Cinéaste engagé, observateur du Québec moderne pour lequel il a une réelle affection, Hugo Latulippe n’en est pas moins préoccupé et critique du climat ambiant. Ce qu’il évoque dans son nouveau documentaire où il donne la parole à «53 personnalités inspirantes». Nous l’avons rejoint en Suisse où, avec sa famille, il poursuit un séjour de deux ans.

1-On dirait que pour vous, les choses ne s’améliorent pas dans la société québécoise?

«Il y a en effet un constat de grisaille politique invraisemblable. C’est quelque chose de ressenti et d’exprimé par bien du monde. J’ai ressenti une espèce d’urgence citoyenne à tourner ce film. J’ai voulu faire ma part tout en conservant mon regard de cinéaste qui est d’exprimer la beauté de la forme et de la parole chez les gens filmés.»

2-Faire votre part en tant que cinéaste est donc une « valeur ajoutée» dans le débat actuel?

« Je voulais faire ma part en tant que créateur et observateur de la pauvreté du langage, des idées, de l’imagination qui règnent. Mon urgence était de pomper du sens sur la place publique au Québec à travers les gens réunis devant la caméra. Je voulais me mettre en chasse de la beauté de parole de ces gens-là. Il est pour le moins troublant d’avoir ce sentiment qu’au sommet de la pyramide politique, on retrouve des gens qui ne sont pas au même endroit que le reste de la société. Il est temps que ces gens se rendent compte qu’ils sont arrivés au XXIe siècle.»

3-Justement! En parlant de la pyramide politique, vous avez réussi à réunir devant votre caméra une espèce d’«équipe de rêve» de la gauche.

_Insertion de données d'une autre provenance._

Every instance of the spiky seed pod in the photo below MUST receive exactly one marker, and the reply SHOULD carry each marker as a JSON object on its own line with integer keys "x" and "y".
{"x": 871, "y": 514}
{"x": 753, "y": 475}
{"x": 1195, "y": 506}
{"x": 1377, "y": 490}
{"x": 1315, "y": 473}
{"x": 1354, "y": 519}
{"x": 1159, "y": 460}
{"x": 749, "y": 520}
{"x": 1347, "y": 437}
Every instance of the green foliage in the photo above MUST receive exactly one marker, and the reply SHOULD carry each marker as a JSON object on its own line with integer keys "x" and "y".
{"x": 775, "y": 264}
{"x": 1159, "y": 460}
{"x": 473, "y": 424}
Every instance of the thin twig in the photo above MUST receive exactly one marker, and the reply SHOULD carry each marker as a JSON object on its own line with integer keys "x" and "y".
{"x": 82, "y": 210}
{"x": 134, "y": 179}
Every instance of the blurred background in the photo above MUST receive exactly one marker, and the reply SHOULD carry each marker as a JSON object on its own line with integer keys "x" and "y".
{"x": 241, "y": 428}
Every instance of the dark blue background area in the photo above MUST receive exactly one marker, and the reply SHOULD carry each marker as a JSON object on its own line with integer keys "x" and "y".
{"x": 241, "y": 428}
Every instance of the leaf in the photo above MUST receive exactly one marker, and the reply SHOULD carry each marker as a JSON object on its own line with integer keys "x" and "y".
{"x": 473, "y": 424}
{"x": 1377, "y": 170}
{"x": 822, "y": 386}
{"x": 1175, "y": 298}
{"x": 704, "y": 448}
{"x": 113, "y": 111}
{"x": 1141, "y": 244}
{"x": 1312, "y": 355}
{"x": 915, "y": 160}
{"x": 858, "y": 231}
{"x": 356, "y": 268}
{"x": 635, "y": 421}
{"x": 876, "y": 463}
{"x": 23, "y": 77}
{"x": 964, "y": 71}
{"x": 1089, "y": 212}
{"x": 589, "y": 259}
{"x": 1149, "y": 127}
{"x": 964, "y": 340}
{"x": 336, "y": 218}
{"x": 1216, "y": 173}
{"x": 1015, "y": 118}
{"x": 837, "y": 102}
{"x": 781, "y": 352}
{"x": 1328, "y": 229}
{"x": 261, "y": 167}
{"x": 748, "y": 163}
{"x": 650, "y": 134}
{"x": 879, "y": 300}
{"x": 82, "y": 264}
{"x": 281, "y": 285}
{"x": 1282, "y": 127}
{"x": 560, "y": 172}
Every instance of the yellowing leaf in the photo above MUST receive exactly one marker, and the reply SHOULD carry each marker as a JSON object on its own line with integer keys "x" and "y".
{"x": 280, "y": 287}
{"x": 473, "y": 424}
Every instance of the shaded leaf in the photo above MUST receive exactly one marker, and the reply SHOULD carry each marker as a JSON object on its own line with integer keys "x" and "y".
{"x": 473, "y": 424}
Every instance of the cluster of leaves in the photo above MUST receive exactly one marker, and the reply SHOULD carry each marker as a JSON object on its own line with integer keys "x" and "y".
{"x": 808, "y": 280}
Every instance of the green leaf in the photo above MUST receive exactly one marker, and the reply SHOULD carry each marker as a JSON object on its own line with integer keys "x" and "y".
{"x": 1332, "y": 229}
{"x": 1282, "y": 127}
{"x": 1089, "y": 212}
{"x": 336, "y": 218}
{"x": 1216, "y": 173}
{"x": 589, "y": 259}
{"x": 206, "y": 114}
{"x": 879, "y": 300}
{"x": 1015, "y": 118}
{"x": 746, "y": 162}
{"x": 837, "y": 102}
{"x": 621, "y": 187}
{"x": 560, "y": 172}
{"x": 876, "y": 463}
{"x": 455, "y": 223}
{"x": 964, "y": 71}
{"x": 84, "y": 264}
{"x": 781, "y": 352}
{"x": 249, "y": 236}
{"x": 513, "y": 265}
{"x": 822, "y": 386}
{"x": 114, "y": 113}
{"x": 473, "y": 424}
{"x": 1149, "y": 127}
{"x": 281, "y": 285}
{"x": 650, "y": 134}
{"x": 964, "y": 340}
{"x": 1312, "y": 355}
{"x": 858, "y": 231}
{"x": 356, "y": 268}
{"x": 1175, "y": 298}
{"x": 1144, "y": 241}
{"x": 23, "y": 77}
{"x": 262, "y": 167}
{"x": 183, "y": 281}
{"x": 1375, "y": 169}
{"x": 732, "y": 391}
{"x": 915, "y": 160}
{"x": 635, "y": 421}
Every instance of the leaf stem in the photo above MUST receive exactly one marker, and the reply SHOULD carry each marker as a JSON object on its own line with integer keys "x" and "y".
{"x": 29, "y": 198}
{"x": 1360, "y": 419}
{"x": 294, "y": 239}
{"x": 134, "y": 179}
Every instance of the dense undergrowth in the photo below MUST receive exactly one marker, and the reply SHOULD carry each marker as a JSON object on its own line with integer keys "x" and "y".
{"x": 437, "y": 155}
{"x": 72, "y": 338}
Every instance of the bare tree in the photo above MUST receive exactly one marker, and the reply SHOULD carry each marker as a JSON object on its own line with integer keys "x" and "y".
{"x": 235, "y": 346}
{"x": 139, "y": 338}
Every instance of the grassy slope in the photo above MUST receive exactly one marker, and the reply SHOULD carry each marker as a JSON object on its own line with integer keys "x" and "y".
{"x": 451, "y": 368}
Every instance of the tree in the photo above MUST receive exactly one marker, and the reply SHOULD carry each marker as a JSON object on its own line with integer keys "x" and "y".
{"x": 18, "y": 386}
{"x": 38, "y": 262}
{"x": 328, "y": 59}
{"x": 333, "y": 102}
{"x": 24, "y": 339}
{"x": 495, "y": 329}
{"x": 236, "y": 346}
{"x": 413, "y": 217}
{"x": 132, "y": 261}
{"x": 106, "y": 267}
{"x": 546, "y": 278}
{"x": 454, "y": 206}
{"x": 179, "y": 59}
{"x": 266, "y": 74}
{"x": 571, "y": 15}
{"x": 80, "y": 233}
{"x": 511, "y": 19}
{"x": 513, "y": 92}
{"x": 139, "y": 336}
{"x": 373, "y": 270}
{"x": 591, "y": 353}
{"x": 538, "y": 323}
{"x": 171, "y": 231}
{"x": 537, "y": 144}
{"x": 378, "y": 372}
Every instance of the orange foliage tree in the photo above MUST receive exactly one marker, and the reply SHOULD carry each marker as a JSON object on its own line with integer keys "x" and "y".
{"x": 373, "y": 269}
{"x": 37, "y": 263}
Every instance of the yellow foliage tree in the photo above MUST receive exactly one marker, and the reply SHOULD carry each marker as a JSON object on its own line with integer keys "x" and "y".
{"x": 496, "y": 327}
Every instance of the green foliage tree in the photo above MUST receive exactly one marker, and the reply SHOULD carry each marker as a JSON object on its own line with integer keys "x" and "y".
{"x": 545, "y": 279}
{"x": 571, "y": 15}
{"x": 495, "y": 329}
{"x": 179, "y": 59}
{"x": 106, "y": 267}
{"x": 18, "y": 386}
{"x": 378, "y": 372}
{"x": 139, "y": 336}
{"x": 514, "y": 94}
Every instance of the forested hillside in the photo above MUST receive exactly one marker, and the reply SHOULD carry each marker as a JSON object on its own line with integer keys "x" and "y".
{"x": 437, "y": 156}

À quand une offensive pour prendre le pouvoir?

(Rires) « Je crois que le Québec comme le Canada vont finir par basculer à gauche. Ce n’est pas audacieux de faire cette affirmation, tellement on a atteint une espèce de fond du baril. Il est vrai que les gens me demandent si, dans un esprit de cohérence citoyenne, je vais un jour faire le saut (en politique active). Je réponds souvent que mon travail est de faire des films et que j’aime ça. Mais je me dis qu’un jour, en effet, je devrai peut-être en arriver là.»

4-Il y a des gens de tous les âges et de tous les horizons dans votre film. Cette pluralité des voix vous était importante?

«Terriblement! Je souhaitais rassembler des gens de tous les âges et avoir une bonne répartition hommes-femmes. Les témoins sont âgés de 25 à 85 ans, ce qui constitue un large spectre. Il y a plusieurs jeunes, dans gens dans la trentaine, etc. Mais on y voit aussi ceux que j’appelle les grands sages, qui ont construit le Québec dans lequel nous vivons.»

5-En parlant de votre œuvre précédente, Manifeste en série, vous évoquiez un désir de fonder une sorte de famille. En réunissant 53 personnalités, votre abécédaire populaire va dans la même direction. Qu’en pensez-vous?

«C’est le pouvoir magique du cinéaste que de pouvoir rassembler autant de gens pour saisir l’esprit du temps. Ils ne sont pas toujours d’accord sur tout. Mais le but était d’être ensemble sans aucun autre sens que celui de la cohésion, d’exprimer une conscience collective sur la direction qu’on veut prendre.»

6-Que pensez-vous du mouvement «Occupy Wall Street»?

«Ce basculement est inévitable. On a vu dans les derniers mois, les dernières années, des peuples qui se soulèvent et se transforment comme dans le nord de l’Afrique et au Moyen-Orient. Pourquoi pas nous? Pourquoi ne pas inverser le cours des choses? Et on sait que chez nous, ces changements peuvent se faire dans le calme. Le passé nous montre qu’il est possible d’inverser le cours du modèle économique. Ça s’est vu en 1976 (avec l’élection du Parti québécois). Les gens élus à ce moment-là avaient peu d’expérience politique, mais formaient un des gouvernements les plus lettrés. On peut inverser le cours de l’Histoire.»

Le film est présenté aujourd’hui au FNC à 15h au Quartier latin, puis lors du grand événement citoyen du lundi 24 octobre à 19h à la SAT, après le colloque Pour une sociale démocratie renouvelée. Le film prendra ensuite l’affiche au Cinéma du Parc, à partir du 28 octobre, séances à 19h.